Guest blog by Kathy Bostrom, North Carolina Farm Bureau Associate Director of Communications
Eggs are providing a step into the family business at one Rowan County farm. David and Cheryl Correll are the fifth generation to farm their land, but they say they are a six-generation farm because their two kids, Josie, 17, and Talton, 14, are already making big contributions.
When Talton was 10, David and Cheryl told him that it was time he took a role on their produce farm, but that they would let him pick the job he wanted to do. Talton says he thought about his options for about a week before telling Mom and Dad he wanted to raise hens to lay eggs.
“I decided on chickens because I always loved them and how they acted,” Talton says.
Like many kids with an interest in agriculture, Talton got involved with the 4-H Poultry Judging program, which he credits with teaching him how to raise healthy, happy hens to get the best quality eggs, and what a good egg looks like. And his interest revealed a true talent—at the North Carolina State Poultry Judging Contest in 2019, he was the second-place high scoring individual for juniors, and his junior team took home first-place overall in the junior division.
He started with 25 Golden Comet hens and now tends a variety of breeds, about 100 hens in total, that provide the eggs the farm sells at area farmers markets and through their Community Supported Agriculture program. You can even enjoy them in the famous milk bread (Bon Appetit called it ‘The Most Addictive Bread You’ll Ever Eat’) served to diners at one of the most lauded restaurants in the state, Kindred in Davidson. Talton said it makes him feel special that James Beard Award-finalist chef Joe Kindred would choose his eggs to feature in his renowned dishes.

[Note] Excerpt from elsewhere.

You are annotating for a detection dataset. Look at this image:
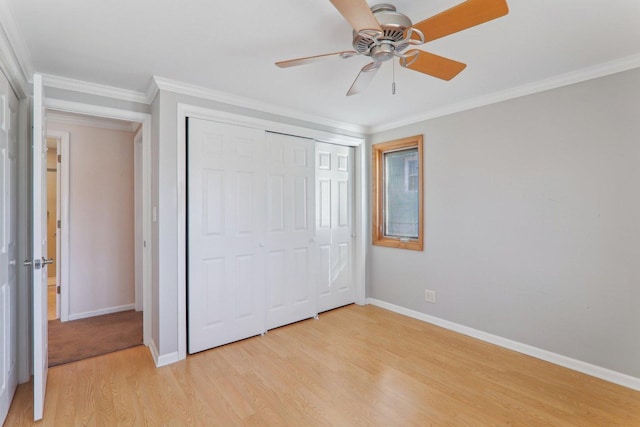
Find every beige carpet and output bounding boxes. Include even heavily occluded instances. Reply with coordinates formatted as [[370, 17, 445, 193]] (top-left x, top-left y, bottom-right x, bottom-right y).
[[49, 310, 142, 366]]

“It’s a really big accomplishment for a big restaurant to start buying some of my eggs,” Talton says. “It just feels really great. I feel satisfaction to be recognized.”
Talton says the opportunity to help raise food for his family and community has given him a sense of pride, and he’s learned to talk to all kinds of people through meeting CSA and farmers market customers.
“There was one experience where a little kid came up to me and said, ‘Oh, I love your eggs, thank you so much,’ that really touched me because someone loved my eggs and really appreciated it,” he says. “I’ve definitely learned how to talk more politely and to people of different ages.”
Talton’s focused on being a kid but has used his important role to think about his future on the farm.
“It’s a calming factor just coming in here, watering and feeding them, watching them do their thing,” Talton says. “I think this is kind of my niche, what I want to stick with.”